Посему истинный Бог родился в подлинном и совершенном естестве истинного человека: всецел в своем, всецел в нашем. Нашим же называем то, что́ Творец положил в нас в начале, и что́ Он восхотел возвратить нам. Ибо в Спасителе не было и следа того, что́ привнес в человека искуситель и что́ прельщенный человек допустил (в себя). И хотя Он сделался причастным человеческих немощей, но отсюда не следует, что сделался участником и наших грехов. Он восприял образ раба без скверны греха, возвеличивая человеческое и не уменьшая божественного: потому что то истощание, по которому невидимый соделался видимым и по которому Творец и Владыка всех тварей восхотел быть одним из человеков, было снисхождением Его милосердия, а не недостатком могущества.
Посему Тот, который, пребывая в образе Божием, сотворил человека, Он же самый соделался человеком, приняв образ раба. Оба естества сохраняют свои свойства без всякого ущерба. Как образ Божий не уничтожает образа раба, так и образ раба не умаляет образа Божия».
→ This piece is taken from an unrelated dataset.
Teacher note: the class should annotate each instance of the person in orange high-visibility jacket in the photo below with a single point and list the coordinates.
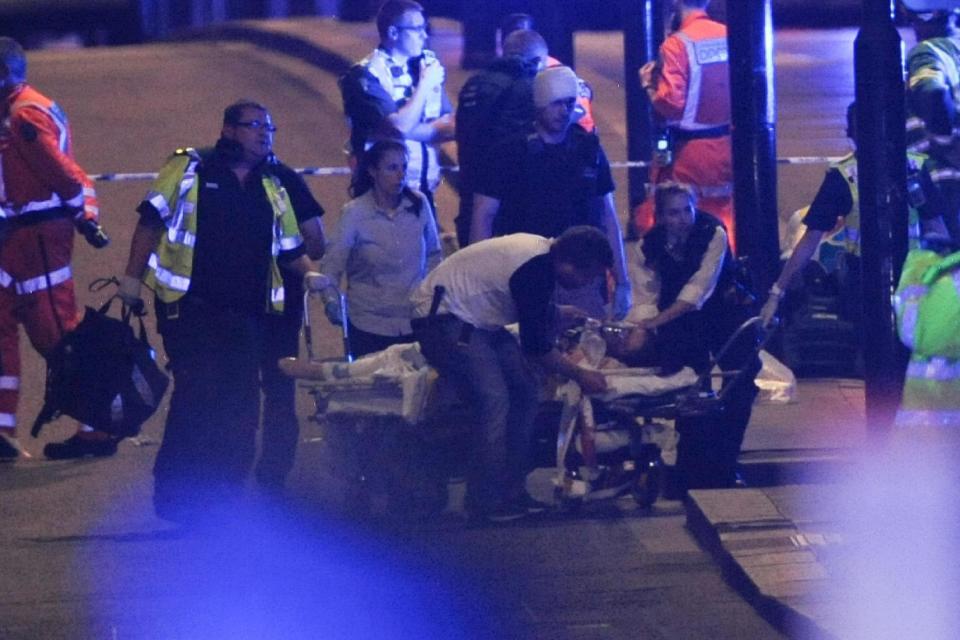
(583, 111)
(689, 87)
(43, 194)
Всё послание было зачитано во время второго деяния св. Халкидонского Собора. По прочтении цитат из некоторых других свв. отцов Отцы Собора одобрили его таким образом:
«По прочтении вышеизложенного послания (Льва), почтеннейшие епископы воскликнули: «Это вера отеческая! это вера апостольская! Все так веруем Православные так веруют. Анафема тому, кто не так верует! Петр чрез Льва так вещал. Апостолы так учили. Благочестно и истинно Лев учил. Кирилл так учил. Вечная память Кириллу! Лев и Кирилл одинаково учат. Анафема тому, кто не так верует! Эта вера истинная. Мы православные так мудрствуем. Эта вера отеческая. Почему это не было читано в Ефесе? Это Диоскор скрыл».
Цит. по: Деяния Вселенских Соборов, Том 3. IV. СОБОР ХАЛКИДОНСКИЙ, ВСЕЛЕНСКИЙ ЧЕТВЕРТЫЙ. ДЕЯНИЕ ВТОРОЕ СВЯТОГО ХАЛКИДОНСКОГО СОБОРА.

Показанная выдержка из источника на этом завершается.